- Classification: Division I
- Season: 2019–20
- Teams: 8
- Site: Orleans Arena Paradise, Nevada
- Television: ESPN+, ESPNU

= 2020 WAC men's basketball tournament =

The 2020 WAC men's basketball tournament was to be the postseason men's basketball tournament for the Western Athletic Conference during the 2019–20 season. All tournament games were to be played at the Orleans Arena in Paradise, Nevada, from March 12–14, 2020. The tournament champion would have received the WAC's automatic bid to the 2020 NCAA tournament.

On March 12, both the WAC Tournament and the NCAA Tournaments were cancelled amid the COVID-19 pandemic.

==Seeds==
8 of the 9 teams in the WAC were eligible to compete in the conference tournament. California Baptist was ineligible due to their transition from Division II to Division I. Teams were seeded by record within the conference, with a tiebreaker system to seed teams with identical conference records.

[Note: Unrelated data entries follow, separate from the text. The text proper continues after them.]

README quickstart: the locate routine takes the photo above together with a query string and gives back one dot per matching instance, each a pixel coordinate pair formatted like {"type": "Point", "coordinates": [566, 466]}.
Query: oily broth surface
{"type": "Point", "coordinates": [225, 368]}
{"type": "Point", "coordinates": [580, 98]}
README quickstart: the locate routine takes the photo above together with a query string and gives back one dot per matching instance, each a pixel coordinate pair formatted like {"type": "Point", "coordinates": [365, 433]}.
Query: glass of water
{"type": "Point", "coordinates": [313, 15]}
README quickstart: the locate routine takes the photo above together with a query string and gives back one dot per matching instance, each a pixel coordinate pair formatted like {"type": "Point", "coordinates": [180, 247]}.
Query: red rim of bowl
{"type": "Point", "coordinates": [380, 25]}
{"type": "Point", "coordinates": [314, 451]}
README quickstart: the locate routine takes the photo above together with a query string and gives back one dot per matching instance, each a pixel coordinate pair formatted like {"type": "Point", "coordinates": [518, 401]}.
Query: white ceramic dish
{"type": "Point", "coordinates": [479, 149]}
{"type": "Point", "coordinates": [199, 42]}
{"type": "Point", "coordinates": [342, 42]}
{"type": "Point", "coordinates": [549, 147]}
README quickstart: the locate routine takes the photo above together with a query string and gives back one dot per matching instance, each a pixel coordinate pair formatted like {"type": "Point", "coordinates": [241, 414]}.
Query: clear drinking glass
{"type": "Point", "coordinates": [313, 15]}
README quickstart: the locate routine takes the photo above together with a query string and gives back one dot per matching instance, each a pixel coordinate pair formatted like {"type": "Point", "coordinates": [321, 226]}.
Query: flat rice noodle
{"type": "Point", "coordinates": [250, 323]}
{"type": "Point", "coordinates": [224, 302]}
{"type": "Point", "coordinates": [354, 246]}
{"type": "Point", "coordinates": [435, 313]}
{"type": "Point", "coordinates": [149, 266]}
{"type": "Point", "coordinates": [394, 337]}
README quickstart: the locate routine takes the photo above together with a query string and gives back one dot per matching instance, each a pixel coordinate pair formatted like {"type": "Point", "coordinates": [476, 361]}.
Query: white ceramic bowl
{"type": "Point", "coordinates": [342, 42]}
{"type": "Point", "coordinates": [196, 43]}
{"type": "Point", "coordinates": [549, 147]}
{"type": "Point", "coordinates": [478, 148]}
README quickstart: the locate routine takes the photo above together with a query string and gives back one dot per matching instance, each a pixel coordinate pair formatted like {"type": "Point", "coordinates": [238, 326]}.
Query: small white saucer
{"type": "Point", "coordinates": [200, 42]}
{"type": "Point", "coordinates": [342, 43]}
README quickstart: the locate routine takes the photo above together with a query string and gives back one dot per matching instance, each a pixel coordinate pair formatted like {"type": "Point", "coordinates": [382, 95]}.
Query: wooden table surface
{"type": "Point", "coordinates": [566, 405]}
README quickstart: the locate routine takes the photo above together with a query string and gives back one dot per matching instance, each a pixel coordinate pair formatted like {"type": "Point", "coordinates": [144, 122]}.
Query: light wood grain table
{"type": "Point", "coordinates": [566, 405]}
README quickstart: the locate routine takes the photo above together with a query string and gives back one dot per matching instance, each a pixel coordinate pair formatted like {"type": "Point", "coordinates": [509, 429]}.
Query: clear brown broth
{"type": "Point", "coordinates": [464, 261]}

| Seed | School | Conference Record | Seeding ° Record | Tiebreaker 1 | Tiebreaker 2 |
|---|---|---|---|---|---|
| 1 | New Mexico State | 16–0 | 16–0 |  |  |
| 2 | UT Rio Grande Valley | 9–7 | 9–7 | 1–1 v SU | 1–1 v CBU |
| 3 | Seattle | 7–7 | 9–7 | 1–1 v UTRGV | 0–2 v CBU |
| 4 | Grand Canyon | 8–8 | 8–8 | 2–0 v UMKC |  |
| 5 | Kansas City | 8–7 | 8–8 | 0–2 v GCU |  |
| 6 | Utah Valley | 5–10 | 6–10 | 1–1 v CSUB | 2–0 v GCU |
| 7 | CSU Bakersfield | 6–10 | 6–10 | 1–1 v UVU | 1–1 v GCU |
| 8 | Chicago State | 0–14 | 0–16 |  |  |

° Solely for the purposes of tournament seeding, the conference added two losses to Chicago State, one loss to Kansas City, one win to Utah Valley and two wins to Seattle's conference records for those games not played on March 5th (Chicago State at Seattle) and 7th (Chicago State at Utah Valley, Kansas City at Seattle), 2020. The conference then applied their standard tiebreaking formulas against the revised results to break any ties.

==Schedule and results==

Game: Time; Matchup; Score; Television
Quarterfinals – Thursday, March 12
1: 12:00 pm; No. 1 New Mexico State vs. No. 8 Chicago State; canceled; ESPN+
2: 2:30 pm; No. 4 Grand Canyon vs. No. 5 Kansas City
3: 6:00 pm; No. 2 UT Rio Grande Valley vs. No. 7 CSU Bakersfield
4: 8:30 pm; No. 3 Seattle vs. No. 6 Utah Valley
Semifinals – Friday, March 13
5: 6:00 pm; Game 1 winner vs. Game 2 winner; canceled; ESPN+
6: 8:30 pm; Game 3 winner vs. Game 4 winner
Final – Saturday, March 14
7: 7:00 pm; Game 5 winner vs. Game 6 winner; canceled; ESPNU
Game times in Pacific Daylight Time (PDT). Rankings denote tournament seed.